Collection of conditioned media
LX-2 cells were exposed to ST2825 (10 μM) (MedChemExpress, USA) for 2 h and then challenged with 400 μM palmitic acid for 24 h. The supernatant was collected as the conditioned medium (CM).
Isolation of HSCs
Primary HSCs were isolated from livers of eight-week-old mice as previously described [29]. The mice were anaesthetized with 3% ethyl carbamate and treated with phosphate balanced solution and 0.16 mg/mL collagenase I for liver perfusion. The liver was removed, divided it into small pieces and was placed in the digestive buffer at 37 °C for 30 min. Filtered cells were centrifuged at 50 × g for 2 min to remove hepatocytes. The remaining non-parenchymal cell (NPC) fraction was collected, washed and isolated using a 10% and 40% Optiprep (Axis-Shield, Scotland) gradient system, respectively [33]. The purity of the HSCs fraction was estimated by the autofluorescence signal. Cell viability was examined via trypan blue exclusion. Both the cell purity and viability were greater than 90%.

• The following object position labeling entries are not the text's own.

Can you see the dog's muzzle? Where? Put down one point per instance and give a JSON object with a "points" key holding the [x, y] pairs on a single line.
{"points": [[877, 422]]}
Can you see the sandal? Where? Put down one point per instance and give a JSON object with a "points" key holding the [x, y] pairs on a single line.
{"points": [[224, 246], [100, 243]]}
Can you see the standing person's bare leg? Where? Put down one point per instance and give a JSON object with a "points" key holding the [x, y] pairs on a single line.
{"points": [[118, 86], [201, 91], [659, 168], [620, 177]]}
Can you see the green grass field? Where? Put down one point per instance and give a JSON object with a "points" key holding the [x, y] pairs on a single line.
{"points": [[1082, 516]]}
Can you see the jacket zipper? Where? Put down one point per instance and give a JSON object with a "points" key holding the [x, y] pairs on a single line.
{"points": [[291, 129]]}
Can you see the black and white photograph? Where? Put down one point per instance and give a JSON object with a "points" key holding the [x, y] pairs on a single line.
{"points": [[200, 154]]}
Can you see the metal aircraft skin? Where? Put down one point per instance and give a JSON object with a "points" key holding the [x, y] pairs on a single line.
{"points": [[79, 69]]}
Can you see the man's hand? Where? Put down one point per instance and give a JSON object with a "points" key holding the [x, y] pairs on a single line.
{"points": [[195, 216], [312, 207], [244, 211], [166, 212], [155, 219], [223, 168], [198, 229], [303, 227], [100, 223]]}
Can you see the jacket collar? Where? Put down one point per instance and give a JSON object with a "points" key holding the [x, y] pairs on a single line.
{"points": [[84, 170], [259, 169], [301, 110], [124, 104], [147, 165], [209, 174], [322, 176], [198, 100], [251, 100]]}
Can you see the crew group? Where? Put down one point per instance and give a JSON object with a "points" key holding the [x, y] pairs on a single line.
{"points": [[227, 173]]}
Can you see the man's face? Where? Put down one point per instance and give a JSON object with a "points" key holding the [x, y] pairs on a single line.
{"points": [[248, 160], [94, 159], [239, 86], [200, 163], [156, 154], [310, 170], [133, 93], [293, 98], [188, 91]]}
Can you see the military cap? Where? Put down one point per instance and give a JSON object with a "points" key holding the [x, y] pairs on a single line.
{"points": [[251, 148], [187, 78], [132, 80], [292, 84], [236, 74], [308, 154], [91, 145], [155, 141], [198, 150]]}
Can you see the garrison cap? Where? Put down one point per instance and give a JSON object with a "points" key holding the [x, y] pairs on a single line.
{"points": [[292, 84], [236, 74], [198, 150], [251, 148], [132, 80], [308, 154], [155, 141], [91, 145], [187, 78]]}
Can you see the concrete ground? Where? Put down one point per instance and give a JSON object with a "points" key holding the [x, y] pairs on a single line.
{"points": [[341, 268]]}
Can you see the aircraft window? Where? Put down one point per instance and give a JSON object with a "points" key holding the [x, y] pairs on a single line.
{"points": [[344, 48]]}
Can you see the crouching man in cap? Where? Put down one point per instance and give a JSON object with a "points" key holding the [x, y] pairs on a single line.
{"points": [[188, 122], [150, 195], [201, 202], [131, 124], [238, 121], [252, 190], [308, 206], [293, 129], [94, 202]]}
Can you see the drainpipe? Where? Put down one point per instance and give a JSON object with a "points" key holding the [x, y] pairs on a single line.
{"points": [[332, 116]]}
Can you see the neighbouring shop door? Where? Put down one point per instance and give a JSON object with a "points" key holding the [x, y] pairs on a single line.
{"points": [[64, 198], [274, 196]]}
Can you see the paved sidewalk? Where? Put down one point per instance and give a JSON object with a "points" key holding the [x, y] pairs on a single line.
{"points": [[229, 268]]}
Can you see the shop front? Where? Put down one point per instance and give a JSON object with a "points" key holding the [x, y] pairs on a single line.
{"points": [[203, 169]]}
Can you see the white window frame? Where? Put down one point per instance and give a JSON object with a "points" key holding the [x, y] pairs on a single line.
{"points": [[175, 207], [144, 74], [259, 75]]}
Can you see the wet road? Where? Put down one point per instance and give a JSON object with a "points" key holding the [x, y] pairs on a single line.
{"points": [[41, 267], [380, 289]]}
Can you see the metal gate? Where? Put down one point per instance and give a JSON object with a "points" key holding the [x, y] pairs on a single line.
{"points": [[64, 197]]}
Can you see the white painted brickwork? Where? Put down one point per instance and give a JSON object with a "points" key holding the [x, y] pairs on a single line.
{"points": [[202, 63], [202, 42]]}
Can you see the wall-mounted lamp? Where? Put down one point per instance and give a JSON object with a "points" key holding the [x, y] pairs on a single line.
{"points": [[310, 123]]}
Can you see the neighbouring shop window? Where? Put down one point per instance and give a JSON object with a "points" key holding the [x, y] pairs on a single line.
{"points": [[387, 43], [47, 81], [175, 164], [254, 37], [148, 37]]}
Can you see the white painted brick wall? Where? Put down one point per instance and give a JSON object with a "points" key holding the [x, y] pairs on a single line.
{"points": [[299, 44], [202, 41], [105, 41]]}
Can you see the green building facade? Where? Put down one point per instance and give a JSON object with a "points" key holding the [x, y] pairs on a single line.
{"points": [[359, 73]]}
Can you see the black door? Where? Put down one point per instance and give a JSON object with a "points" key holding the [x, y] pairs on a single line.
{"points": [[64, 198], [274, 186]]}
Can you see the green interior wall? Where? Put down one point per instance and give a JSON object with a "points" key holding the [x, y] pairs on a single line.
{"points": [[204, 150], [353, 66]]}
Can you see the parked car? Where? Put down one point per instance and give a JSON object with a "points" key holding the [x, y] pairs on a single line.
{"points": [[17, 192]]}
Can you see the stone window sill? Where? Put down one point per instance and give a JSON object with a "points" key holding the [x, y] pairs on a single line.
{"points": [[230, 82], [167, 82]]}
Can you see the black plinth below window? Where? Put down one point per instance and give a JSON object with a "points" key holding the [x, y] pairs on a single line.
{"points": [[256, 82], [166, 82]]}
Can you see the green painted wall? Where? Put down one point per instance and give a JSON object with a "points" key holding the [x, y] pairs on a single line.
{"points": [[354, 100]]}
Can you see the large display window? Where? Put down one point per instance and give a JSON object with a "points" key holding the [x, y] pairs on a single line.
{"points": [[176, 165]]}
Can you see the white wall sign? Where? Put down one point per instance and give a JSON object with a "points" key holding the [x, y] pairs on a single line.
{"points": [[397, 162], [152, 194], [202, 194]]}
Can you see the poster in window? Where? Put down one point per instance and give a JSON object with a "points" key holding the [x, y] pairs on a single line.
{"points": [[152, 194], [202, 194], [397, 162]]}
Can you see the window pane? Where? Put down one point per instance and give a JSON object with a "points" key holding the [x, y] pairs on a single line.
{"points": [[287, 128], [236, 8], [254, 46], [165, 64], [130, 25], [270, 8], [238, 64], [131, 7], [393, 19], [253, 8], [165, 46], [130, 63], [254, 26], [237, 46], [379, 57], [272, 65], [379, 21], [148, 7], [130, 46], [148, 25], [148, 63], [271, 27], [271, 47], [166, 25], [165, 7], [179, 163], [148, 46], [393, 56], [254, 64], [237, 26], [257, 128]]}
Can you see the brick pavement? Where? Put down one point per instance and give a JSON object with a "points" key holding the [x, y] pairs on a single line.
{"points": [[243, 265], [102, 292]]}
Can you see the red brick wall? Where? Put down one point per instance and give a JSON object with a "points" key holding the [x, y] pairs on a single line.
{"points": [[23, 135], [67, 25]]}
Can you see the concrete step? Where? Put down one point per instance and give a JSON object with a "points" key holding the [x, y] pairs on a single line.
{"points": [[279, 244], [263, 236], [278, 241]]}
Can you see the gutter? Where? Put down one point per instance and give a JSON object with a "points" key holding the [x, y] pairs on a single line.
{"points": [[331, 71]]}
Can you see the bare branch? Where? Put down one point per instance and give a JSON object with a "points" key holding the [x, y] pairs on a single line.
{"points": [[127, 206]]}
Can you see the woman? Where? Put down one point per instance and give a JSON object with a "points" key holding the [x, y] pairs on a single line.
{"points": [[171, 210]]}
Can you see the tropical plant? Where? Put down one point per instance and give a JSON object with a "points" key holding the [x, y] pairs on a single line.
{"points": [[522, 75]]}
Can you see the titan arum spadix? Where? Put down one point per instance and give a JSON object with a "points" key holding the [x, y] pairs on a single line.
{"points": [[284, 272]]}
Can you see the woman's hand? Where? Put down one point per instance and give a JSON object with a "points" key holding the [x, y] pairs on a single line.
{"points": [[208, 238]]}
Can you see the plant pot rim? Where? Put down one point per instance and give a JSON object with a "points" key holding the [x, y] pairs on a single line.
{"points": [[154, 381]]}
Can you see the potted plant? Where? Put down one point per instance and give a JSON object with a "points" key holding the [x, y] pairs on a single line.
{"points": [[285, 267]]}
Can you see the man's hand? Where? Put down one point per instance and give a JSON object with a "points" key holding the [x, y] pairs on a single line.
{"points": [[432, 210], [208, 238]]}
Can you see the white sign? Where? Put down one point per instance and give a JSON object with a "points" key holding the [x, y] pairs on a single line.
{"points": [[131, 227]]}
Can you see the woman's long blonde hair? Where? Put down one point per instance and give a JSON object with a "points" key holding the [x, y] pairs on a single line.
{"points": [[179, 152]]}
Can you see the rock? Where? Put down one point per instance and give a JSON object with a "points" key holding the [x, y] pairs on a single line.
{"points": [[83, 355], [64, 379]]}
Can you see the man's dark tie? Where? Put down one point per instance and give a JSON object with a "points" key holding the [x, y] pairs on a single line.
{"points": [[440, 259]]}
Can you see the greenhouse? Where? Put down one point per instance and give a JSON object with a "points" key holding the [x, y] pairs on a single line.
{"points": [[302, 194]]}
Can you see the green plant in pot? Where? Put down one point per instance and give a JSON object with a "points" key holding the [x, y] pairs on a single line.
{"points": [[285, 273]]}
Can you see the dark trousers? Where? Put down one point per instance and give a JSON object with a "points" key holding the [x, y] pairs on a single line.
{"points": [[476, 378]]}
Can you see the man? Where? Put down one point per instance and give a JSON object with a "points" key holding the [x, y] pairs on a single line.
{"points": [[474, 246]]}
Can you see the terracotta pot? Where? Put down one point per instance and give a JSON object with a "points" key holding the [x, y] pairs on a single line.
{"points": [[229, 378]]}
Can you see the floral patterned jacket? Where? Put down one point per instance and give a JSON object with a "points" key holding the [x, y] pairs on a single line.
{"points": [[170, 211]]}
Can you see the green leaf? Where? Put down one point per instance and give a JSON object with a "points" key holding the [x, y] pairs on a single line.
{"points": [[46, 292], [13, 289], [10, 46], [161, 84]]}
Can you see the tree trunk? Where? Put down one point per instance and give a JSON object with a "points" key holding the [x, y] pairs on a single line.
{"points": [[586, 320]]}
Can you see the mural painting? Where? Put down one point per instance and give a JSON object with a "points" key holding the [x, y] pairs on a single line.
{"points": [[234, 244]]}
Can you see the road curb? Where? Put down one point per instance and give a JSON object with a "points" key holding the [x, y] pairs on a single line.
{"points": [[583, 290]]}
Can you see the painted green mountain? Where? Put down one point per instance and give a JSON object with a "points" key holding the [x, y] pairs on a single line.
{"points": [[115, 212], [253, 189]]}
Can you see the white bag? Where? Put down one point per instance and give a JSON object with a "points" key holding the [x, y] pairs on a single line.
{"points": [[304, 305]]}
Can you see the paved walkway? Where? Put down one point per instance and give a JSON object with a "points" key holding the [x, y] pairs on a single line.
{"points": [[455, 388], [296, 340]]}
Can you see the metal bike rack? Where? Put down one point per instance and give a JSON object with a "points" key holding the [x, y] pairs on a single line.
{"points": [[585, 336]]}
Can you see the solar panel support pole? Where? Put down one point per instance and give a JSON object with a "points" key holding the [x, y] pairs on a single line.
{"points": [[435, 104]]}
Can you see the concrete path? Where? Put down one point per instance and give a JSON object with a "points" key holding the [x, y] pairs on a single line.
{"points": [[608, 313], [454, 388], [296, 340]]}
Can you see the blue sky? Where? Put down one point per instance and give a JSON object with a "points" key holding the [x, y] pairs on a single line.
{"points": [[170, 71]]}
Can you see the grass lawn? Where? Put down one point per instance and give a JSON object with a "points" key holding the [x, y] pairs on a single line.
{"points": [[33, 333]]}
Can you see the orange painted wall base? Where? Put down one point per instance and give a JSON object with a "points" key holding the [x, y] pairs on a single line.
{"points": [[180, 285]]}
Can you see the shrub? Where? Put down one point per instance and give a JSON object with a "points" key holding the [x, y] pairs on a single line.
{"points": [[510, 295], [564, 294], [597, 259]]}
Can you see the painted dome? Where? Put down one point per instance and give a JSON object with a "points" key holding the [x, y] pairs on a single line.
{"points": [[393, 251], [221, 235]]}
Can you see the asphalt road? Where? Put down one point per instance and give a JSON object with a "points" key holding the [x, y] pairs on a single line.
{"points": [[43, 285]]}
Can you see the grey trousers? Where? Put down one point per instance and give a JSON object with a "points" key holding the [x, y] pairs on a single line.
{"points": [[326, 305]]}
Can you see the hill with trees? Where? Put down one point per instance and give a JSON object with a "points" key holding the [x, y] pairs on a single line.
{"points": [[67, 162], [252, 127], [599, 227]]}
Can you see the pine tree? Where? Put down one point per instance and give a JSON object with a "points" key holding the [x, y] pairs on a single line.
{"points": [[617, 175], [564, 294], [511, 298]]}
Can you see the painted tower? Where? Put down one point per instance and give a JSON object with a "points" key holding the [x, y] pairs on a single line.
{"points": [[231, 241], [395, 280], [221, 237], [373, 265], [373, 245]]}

Biochemical assays of blood and liver tissues
Blood samples were collected from mice via the eyeball and centrifuged at 3000 rpm for 10 min to obtain serum. The levels of serum alanine aminotransferase (ALT), aspartate aminotransferase (AST), cholesterol (Cho) and triglyceride (TG) were detected by Pony Testing International Group (Beijing, China). Liver tissues were homogenized in cold phosphate-buffered saline (PBS) and centrifuged at 3000 rpm for 10 min to obtain the supernatant, and TG and Cho levels in the supernatant were measured by Pony Testing International Group (Beijing, China).
Histology and immunostaining
Paraffin or cryostat sections of liver tissue were prepared as described previously [34]. The sliced liver paraffin sections were stained with haematoxylin and eosin (H&E) (Zhongshanjinqiao, Beijing, China) and Sirius Red, respectively. To detect hepatic fat accumulation, cryostat liver sections were stained with Oil Red O. For immunofluorescence detection, the cryostat sections were, respectively, incubated with anti-F4/80, anti-Gr-1, anti-CD11b (1:200; BD Pharmingen, San Diego, CA), anti-MyD88 and anti-GFAP (1:200; Abcam, Cambridge, UK) antibodies and followed by incubation with Alexa Fluor 488- or 594-conjugated secondary antibodies (1:500; Invitrogen, Carlsbad, CA, USA). Eventually, cell nuclei were stained with DAPI. The results were evaluated under a microscope (DP71, OLYMPUS) of both bright-field and fluorescence microscopy.
Quantitative real-time polymerase chain reaction (qRT-PCR)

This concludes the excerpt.